Friday, April 1, 2011

War on Canada

The new world penis statistics are in and it ain't looking good, America. Link to the interactive map here. Our penile units are ranking #98 out of #112 reporting countries. I did notice that a lot of these measurements are self reported and men do tend to exaggerate such things. And remember Germany, foreskin doesn't count. We damn well better start the measurements from the same location and arousal quotient or there will be hell to pay, I promise. This is a scientific study after all. Curious drop off in Alaska. But make no bones about it, the U.S. of A. has a serious staffing problem!


Sudan I understand but South America, you guys are plainly a flat out bunch of liars. I've seen enough National Geographics to know what you're packing. Mexico, give us a break. Mentirosos. The survey reinforces the common wisdom on India and the orient. Sucks to be you guys. Sort of explains the red in Red China. I'd be seeing red too.

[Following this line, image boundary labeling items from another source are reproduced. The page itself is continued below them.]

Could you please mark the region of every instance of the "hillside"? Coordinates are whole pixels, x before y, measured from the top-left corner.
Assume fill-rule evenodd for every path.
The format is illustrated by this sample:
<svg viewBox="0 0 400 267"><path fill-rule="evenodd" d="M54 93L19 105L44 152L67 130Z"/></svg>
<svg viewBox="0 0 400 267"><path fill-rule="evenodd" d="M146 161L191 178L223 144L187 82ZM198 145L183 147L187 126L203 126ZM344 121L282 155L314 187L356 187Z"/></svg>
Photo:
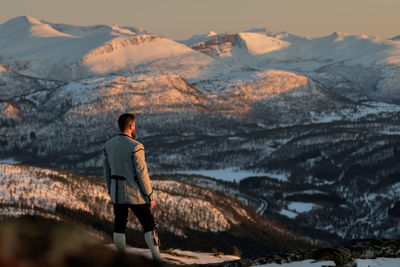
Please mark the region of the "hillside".
<svg viewBox="0 0 400 267"><path fill-rule="evenodd" d="M108 236L113 213L103 183L62 170L1 164L1 219L31 215ZM233 253L236 246L243 255L251 256L280 248L311 247L234 198L173 180L152 181L152 185L157 203L153 213L165 249L215 248ZM132 214L128 228L128 243L145 247L141 226Z"/></svg>
<svg viewBox="0 0 400 267"><path fill-rule="evenodd" d="M152 175L235 181L179 180L318 241L400 232L395 38L253 29L175 42L18 17L0 46L1 162L98 177L118 116L134 112ZM231 238L235 224L217 221Z"/></svg>
<svg viewBox="0 0 400 267"><path fill-rule="evenodd" d="M115 71L170 70L185 78L224 64L168 38L131 27L52 24L32 17L0 25L0 64L23 75L71 81Z"/></svg>

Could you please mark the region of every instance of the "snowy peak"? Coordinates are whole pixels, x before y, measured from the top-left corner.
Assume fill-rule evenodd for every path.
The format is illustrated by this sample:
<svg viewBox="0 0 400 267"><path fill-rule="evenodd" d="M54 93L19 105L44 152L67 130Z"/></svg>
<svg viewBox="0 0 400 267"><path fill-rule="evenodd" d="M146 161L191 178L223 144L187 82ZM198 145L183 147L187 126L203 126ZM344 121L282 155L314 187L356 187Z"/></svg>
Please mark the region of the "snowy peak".
<svg viewBox="0 0 400 267"><path fill-rule="evenodd" d="M186 45L117 25L74 26L18 17L0 25L0 47L4 67L58 81L164 70L196 79L229 69Z"/></svg>
<svg viewBox="0 0 400 267"><path fill-rule="evenodd" d="M239 33L246 44L248 52L252 55L262 55L288 47L288 42L259 33Z"/></svg>
<svg viewBox="0 0 400 267"><path fill-rule="evenodd" d="M49 24L29 16L17 17L1 25L0 36L7 33L28 34L32 37L73 37L69 34L57 31Z"/></svg>
<svg viewBox="0 0 400 267"><path fill-rule="evenodd" d="M215 37L217 35L218 35L218 33L216 33L216 32L211 30L206 34L195 34L195 35L193 35L192 37L190 37L187 40L182 40L182 41L178 41L178 42L180 42L182 44L185 44L187 46L192 46L192 45L197 44L197 43L205 42L205 41L207 41L207 40L209 40L209 39L211 39L211 38L213 38L213 37Z"/></svg>
<svg viewBox="0 0 400 267"><path fill-rule="evenodd" d="M264 35L268 35L268 36L273 36L273 33L268 30L267 28L253 28L253 29L249 29L245 32L252 32L252 33L259 33L259 34L264 34Z"/></svg>
<svg viewBox="0 0 400 267"><path fill-rule="evenodd" d="M399 35L399 36L396 36L396 37L393 37L393 38L390 39L390 40L392 40L392 41L400 41L400 35Z"/></svg>
<svg viewBox="0 0 400 267"><path fill-rule="evenodd" d="M231 57L251 54L261 55L289 46L289 43L253 32L225 33L192 46L212 57Z"/></svg>

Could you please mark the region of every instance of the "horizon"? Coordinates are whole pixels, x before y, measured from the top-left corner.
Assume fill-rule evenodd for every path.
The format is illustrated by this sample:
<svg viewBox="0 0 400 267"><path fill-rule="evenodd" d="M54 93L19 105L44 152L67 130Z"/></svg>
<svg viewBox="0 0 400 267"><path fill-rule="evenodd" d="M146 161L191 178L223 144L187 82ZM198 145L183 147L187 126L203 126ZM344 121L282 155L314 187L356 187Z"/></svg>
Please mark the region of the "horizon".
<svg viewBox="0 0 400 267"><path fill-rule="evenodd" d="M148 30L173 40L186 40L195 34L244 32L266 28L273 33L291 32L315 38L343 32L391 39L399 36L397 25L400 1L354 0L335 3L320 0L166 0L112 3L99 0L96 5L72 0L4 0L0 24L19 16L30 16L52 23L76 26L119 25ZM93 12L93 9L96 12ZM90 14L89 16L87 14ZM221 16L222 14L222 16Z"/></svg>

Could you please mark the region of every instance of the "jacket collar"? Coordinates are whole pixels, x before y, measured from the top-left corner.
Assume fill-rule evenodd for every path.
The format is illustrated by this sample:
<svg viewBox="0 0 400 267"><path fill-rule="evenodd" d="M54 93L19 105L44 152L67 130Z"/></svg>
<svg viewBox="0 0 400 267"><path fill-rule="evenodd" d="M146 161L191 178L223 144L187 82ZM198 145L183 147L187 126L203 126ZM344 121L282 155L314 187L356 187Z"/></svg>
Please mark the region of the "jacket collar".
<svg viewBox="0 0 400 267"><path fill-rule="evenodd" d="M130 135L127 135L127 134L124 134L124 133L119 133L118 135L127 136L127 137L129 137L129 138L133 139L133 137L132 137L132 136L130 136Z"/></svg>

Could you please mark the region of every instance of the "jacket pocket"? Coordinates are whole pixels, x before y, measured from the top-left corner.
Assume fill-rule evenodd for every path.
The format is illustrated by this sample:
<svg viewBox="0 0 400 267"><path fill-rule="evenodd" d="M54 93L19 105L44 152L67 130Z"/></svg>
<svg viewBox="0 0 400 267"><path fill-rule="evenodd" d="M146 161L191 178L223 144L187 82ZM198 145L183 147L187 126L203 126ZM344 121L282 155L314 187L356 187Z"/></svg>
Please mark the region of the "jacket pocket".
<svg viewBox="0 0 400 267"><path fill-rule="evenodd" d="M118 181L118 201L126 201L128 198L128 193L126 189L126 180Z"/></svg>

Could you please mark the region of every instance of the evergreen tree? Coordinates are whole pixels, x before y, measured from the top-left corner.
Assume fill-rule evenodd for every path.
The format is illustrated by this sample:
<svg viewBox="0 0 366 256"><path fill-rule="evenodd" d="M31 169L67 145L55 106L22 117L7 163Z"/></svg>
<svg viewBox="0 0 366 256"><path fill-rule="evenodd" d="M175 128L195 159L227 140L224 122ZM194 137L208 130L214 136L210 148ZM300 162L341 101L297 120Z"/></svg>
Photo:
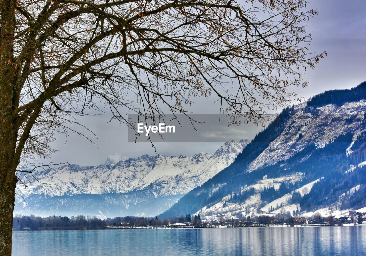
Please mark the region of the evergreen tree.
<svg viewBox="0 0 366 256"><path fill-rule="evenodd" d="M358 222L358 224L361 224L362 223L363 219L362 219L362 216L361 214L359 214L358 216L357 217L357 222Z"/></svg>

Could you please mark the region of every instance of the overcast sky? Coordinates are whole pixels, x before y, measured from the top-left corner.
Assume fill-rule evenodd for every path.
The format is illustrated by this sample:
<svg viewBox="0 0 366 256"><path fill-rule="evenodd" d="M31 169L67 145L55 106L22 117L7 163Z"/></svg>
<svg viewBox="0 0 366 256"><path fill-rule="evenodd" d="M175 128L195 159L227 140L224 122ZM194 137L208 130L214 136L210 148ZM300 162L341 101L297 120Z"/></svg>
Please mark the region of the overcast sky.
<svg viewBox="0 0 366 256"><path fill-rule="evenodd" d="M305 79L310 82L308 87L292 89L305 99L328 90L354 87L366 80L366 1L310 1L308 7L317 9L319 12L310 20L307 29L308 31L313 31L310 50L317 53L326 50L328 54L315 69L308 70L305 74ZM214 103L216 99L199 98L193 109L197 113L217 113L219 106ZM148 143L128 142L127 127L120 126L117 121L107 123L109 118L84 117L78 119L97 137L89 135L98 147L77 135L70 135L66 144L64 138L57 136L52 145L59 151L43 162L95 165L104 163L109 155L114 153L130 157L156 154ZM165 155L191 155L202 151L213 153L225 141L251 139L260 129L253 125L221 128L217 132L222 142L164 142L156 143L155 146L157 153Z"/></svg>

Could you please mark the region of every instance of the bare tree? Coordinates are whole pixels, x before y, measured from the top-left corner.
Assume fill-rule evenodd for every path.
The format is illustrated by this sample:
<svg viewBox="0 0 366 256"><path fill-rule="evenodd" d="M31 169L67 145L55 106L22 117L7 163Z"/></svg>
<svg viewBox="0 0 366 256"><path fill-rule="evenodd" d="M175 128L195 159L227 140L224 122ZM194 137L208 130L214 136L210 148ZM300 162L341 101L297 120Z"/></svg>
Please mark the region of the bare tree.
<svg viewBox="0 0 366 256"><path fill-rule="evenodd" d="M241 1L240 1L241 2ZM296 99L310 54L303 0L0 0L0 255L17 168L74 114L185 113L192 98L256 123ZM24 171L23 171L24 172Z"/></svg>

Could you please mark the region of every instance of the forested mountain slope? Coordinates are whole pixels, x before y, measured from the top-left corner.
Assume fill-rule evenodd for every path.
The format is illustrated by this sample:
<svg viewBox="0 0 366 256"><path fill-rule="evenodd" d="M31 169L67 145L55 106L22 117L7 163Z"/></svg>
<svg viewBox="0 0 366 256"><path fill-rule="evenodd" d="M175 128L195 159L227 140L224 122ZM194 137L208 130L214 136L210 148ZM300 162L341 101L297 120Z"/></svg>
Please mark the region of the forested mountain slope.
<svg viewBox="0 0 366 256"><path fill-rule="evenodd" d="M214 219L365 206L365 112L366 82L284 110L232 165L161 217L198 213Z"/></svg>

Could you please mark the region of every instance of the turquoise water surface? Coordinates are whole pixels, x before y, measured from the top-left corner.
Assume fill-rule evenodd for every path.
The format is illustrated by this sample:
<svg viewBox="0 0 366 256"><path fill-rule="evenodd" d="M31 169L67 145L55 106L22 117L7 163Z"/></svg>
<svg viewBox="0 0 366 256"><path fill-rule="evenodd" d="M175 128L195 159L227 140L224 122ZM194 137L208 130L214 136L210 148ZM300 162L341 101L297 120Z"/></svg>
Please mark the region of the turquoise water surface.
<svg viewBox="0 0 366 256"><path fill-rule="evenodd" d="M366 255L366 226L14 231L13 255Z"/></svg>

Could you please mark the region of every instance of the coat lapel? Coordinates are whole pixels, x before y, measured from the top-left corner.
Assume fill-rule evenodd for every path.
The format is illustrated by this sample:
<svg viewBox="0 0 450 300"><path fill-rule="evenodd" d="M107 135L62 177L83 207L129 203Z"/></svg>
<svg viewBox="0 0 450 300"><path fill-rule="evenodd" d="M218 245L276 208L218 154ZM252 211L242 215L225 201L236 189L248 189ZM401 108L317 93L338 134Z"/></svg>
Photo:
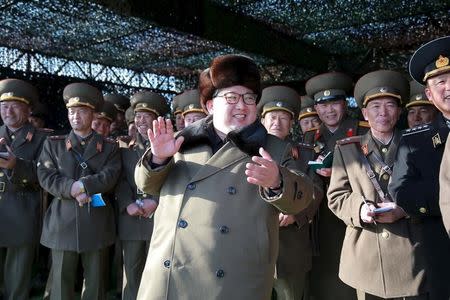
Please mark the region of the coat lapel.
<svg viewBox="0 0 450 300"><path fill-rule="evenodd" d="M203 151L201 155L208 155ZM211 155L209 153L209 155ZM219 149L209 159L206 157L199 157L196 161L201 163L202 159L207 159L206 163L198 170L198 172L192 177L191 182L202 180L208 176L211 176L226 167L249 157L248 154L240 151L232 142L227 142L222 148ZM203 160L204 161L204 160Z"/></svg>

And no, if you move to Bolivia its not going to get any bigger. (Note: If you click on the photo below it should get enlarged. The photo.)

2 comments:

Anonymous said...

Now the folks at The Filthy Map Corp. (they prefer to be known as Target Maps) have released the ineveitable follow-up: Breast Sizes of the World.

http://www.targetmap.com/viewer.aspx?reportId=5285

I heard the next will be Ass Sizes of the world. I have a good feeling about America's place in that one!

-E

Anonymous said...

Small units in China. But boy do they know what to do with the tiny tots. 2 billion chinese!